Looking through papers stuck in books before sending them to Massachusetts

 Sometimes what you see is consoling. This morning, LIVING WITH A WRITER, the 2004 collection of essays.

        Every reviewer was happy with my depressing (downright tragic) article on how Melville was "Damned by Dollars." Melanie McGrath in the London Evening Standard said, "There is a fine essay on the awful existence of Herman Melville." The Year's Work in English Studies said, "The most substantial contribution is Hershel Parker on Melville's marriage." In Book Heaven Andy Jaysnovitch began this way: "On the back cover of Living With a Writer edited by Dale Salwak (Palgrave, 2004), the following question is posed: "what is the cost of as masterpiece or a caring relationship?' The first essay that I chose to read in this book answers that question all too well. In "Damned by Dollars: Moby-Dick and the Price of Genius," Herman Melville biographer Hershel Parker tallies the huge cost that Melville paid in plying his craft in the face of a public and a publishing industry that was blind to his talent. The opening of this wonderful essay sets the stage for this question . . . ."  Andrew Motion in the Guardian says, “Admittedly the problems get examined more fairly and squarely in their own section.
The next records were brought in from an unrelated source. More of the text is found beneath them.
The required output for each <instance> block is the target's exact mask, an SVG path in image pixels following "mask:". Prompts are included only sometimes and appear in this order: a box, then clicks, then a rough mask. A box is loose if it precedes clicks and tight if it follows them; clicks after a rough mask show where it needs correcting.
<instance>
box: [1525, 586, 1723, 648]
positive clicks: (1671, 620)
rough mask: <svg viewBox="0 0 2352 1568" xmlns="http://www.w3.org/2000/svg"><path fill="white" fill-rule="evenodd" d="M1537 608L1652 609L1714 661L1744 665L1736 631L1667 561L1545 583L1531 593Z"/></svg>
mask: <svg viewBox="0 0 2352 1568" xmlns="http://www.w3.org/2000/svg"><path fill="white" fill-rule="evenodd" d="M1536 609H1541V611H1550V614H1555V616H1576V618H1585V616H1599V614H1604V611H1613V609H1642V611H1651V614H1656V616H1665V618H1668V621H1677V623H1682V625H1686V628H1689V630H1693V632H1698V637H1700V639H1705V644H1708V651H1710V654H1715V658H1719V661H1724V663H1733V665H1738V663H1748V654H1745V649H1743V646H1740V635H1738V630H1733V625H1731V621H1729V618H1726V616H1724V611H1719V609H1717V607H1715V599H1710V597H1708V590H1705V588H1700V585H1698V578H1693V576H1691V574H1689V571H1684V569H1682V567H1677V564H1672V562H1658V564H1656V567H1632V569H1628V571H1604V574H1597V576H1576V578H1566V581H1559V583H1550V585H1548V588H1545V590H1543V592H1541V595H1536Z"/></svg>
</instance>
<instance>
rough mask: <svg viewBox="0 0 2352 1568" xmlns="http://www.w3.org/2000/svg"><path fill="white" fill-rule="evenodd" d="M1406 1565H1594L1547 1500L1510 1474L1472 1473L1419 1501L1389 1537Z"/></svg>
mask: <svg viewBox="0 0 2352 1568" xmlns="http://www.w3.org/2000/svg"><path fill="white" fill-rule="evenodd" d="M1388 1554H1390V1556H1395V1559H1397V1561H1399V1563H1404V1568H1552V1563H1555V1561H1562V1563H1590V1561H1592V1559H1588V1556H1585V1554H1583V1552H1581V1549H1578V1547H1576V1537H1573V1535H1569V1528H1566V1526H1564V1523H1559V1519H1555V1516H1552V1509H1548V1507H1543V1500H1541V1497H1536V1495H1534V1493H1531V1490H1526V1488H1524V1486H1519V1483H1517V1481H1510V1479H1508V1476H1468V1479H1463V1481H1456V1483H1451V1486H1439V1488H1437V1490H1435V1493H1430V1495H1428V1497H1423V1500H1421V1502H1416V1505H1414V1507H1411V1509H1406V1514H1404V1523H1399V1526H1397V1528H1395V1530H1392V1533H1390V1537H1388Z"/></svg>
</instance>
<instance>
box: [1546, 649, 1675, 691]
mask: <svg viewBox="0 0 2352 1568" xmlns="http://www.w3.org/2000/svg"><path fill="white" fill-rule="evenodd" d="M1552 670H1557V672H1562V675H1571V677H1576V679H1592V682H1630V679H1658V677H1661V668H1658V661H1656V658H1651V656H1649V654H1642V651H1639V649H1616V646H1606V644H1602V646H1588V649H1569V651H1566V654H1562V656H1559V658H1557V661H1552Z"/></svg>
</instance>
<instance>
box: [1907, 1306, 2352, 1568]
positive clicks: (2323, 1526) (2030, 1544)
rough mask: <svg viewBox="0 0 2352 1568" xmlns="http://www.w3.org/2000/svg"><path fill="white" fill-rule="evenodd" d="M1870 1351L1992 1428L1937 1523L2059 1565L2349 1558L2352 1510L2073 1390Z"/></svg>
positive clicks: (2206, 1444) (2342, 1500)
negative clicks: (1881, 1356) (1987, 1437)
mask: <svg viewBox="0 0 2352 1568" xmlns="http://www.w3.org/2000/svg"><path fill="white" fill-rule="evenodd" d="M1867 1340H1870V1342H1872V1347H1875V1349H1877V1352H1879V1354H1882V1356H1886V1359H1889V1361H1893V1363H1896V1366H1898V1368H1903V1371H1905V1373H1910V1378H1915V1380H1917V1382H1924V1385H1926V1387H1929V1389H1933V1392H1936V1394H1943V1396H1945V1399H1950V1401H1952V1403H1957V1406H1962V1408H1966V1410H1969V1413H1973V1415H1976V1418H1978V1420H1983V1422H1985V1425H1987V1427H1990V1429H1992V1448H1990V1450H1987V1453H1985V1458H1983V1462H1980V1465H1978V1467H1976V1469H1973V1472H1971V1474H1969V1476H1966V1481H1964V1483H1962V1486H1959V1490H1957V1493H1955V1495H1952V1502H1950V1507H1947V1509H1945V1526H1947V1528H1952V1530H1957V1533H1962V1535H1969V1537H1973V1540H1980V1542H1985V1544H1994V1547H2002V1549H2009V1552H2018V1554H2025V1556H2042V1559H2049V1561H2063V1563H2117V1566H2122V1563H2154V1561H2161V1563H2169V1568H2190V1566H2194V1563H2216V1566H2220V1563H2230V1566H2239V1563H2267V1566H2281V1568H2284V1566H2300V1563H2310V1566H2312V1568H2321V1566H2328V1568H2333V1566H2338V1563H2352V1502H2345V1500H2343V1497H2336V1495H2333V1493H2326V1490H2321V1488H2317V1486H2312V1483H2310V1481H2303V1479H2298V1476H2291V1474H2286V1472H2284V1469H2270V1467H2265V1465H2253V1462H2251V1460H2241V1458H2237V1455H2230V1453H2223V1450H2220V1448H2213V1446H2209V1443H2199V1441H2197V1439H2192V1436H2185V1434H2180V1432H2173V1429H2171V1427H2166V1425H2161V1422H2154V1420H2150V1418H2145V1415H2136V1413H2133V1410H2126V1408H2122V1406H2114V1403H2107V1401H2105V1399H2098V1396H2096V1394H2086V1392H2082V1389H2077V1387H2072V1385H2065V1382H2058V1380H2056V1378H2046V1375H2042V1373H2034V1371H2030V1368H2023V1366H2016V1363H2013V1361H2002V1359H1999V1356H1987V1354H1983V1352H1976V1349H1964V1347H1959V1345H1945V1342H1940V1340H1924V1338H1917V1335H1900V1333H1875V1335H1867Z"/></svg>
There's a (too) long piece on Somerset Maugham and his wife Syrie, for instance, in which Jeffrey Meyers shows how the sexual difficulties of their marriage were compounded by the fact that "she constantly interfered with, or even prevented, his writing". And a detailed account by Hershel Parker of how Melville's struggles as a writer shattered his family: he had a daughter whose arthritis was brought on by a bad diet, a son who committed suicide, another son who died young.. . . . Catherine Aird says: ‘The only writer with whom I live is me, myself, alone’; Nadine Gordimer talks about 'the secret intimacy’ of ‘living with myself’; and Parker talks about Melville's desperate need for what he called ‘the silent grass-growing mood in which a man ought always to compose’, (matching Keats's equally brilliant words about his hunger for ‘delicious diligent indolence’).”

         But going fast toward 87 years old, full of pills for blood clots and Valley Fever, what do I want with the book or the reviews stuck in it?

        Instead, as long as I have a memory I will remember what the Companion (not yet Caregiver) said on 26 June 1997 after I had given the talk in the New Bedford Whaling Museum. Joyce and Fred Kennedy, great researchers, arrived late and made a small bustle as they found seats. I was very happy they made it. Aside from that, the Companion said, “You could have heard a pin drop.” I gave the talk again at Stanford on 1 November 2001. Tobias Wolff stood up in the back, greatly moved by it, and said words I wish I could hear again. There may be a recording still at Stanford. Well, that essay made me cry a little more than once when I read it after a long interval.

        Go, little book, go off to the Berkshire Athenaeum as soon as we can get the strength to tape and mail five more bankers boxes.